Competitors backing the RapidIO camp say they already support the new features the HyperTransport group is announcing and reject the need for legacy PCI capabilities. "This is all stuff that has been in RapidIO from the start," said Dan Bouvier, RapidIO vice chairman and PowerPC architect at Motorola. "I'm not sure how well they will be able to retrofit this into their existing designs."
The comms extensions will be rolled into a HyperTransport 1.x release this fall. The speed boost will not come until a broader 2.0 release early next year.
The group also plans a compliance testing program that may include setting up a testing agency and logo program. "That's one thing we are considering," said Keller.

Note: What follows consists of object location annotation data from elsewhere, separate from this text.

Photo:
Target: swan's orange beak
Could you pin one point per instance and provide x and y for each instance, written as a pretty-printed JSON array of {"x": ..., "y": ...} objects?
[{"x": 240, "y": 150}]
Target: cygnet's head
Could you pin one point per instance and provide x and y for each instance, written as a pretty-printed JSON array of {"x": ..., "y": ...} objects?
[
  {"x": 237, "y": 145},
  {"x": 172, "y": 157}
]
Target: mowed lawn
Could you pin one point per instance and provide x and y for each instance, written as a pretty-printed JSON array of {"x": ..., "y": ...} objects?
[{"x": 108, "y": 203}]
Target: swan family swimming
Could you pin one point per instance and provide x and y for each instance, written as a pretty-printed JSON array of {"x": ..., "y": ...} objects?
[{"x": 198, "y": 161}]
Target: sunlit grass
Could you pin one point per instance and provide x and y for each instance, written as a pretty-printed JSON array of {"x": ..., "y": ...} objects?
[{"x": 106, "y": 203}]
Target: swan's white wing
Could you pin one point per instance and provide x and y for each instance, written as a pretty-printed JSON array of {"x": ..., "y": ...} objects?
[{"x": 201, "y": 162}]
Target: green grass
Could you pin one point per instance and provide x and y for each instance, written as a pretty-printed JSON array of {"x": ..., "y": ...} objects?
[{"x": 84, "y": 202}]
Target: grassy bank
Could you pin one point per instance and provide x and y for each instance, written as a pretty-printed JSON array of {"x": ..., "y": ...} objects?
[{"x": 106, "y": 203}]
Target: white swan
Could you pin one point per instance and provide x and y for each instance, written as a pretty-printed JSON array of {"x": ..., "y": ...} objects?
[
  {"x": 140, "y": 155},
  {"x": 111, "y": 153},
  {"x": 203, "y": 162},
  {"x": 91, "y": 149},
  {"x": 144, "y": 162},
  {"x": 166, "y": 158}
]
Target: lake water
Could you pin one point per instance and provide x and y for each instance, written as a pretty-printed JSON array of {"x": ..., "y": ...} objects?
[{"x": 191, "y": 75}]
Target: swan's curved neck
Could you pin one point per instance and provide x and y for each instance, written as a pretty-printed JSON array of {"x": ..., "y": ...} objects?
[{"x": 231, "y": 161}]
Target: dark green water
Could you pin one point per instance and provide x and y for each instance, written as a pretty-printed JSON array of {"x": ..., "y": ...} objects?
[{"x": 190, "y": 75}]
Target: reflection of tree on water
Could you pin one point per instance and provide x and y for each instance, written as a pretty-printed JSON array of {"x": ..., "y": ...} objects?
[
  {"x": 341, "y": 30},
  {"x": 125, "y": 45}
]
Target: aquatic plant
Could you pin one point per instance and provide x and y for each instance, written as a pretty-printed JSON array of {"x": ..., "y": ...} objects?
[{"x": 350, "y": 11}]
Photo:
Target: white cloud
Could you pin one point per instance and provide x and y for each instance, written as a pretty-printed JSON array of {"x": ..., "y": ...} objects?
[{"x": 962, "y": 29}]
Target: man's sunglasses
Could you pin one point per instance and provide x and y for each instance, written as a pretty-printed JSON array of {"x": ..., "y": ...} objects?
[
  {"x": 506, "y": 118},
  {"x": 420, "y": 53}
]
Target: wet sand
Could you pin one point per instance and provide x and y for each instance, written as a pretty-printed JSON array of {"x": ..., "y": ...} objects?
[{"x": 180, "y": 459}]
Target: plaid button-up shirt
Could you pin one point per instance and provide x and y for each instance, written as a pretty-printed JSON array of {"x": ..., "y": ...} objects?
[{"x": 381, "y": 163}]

But a plan to add coherency to the interconnect for multiprocessing implementations has generated competing proposals in the group. "There are a number of proposals floating around for what we are trying to achieve with coherency. There are different views on what we ought to be doing here," said Keller, who could offer no specifics on the time for concluding that work.
AMD has developed a coherent version of HyperTransport that will be used as the p rocessor bus for its Hammer CPUs coming early next year. But that approach may not need to be reflected in the standard, said analyst Brookwood.
Motorola's Bouvier said Hammer uses a snooping protocol that "leaves some performance on the table" when compared with a directory-based coherency scheme adopted by RapidIO.
The PCI Express interconnect, led by Intel, will also get extensions to make it more suitable for comms systems. A working group of companies is now quietly hammering out that spec, initially called 3GIO Advanced Switching, and expects to complete its work before August.
That group had briefly held discussions with the RapidIO camp about finding a path to interoperability. "They had been on again and off again. The steering committee at RapidIO decided to break off the talks," said Tom Cox, chair of the RapidIO marketing group.
"We had a lot of discussion on this and decided teaching Intel how to design this Advanced Switching to look like RapidIO was not in our charter," said Sam Fuller, president of the RapidIO trade group.
Intel was not immediately available for comment.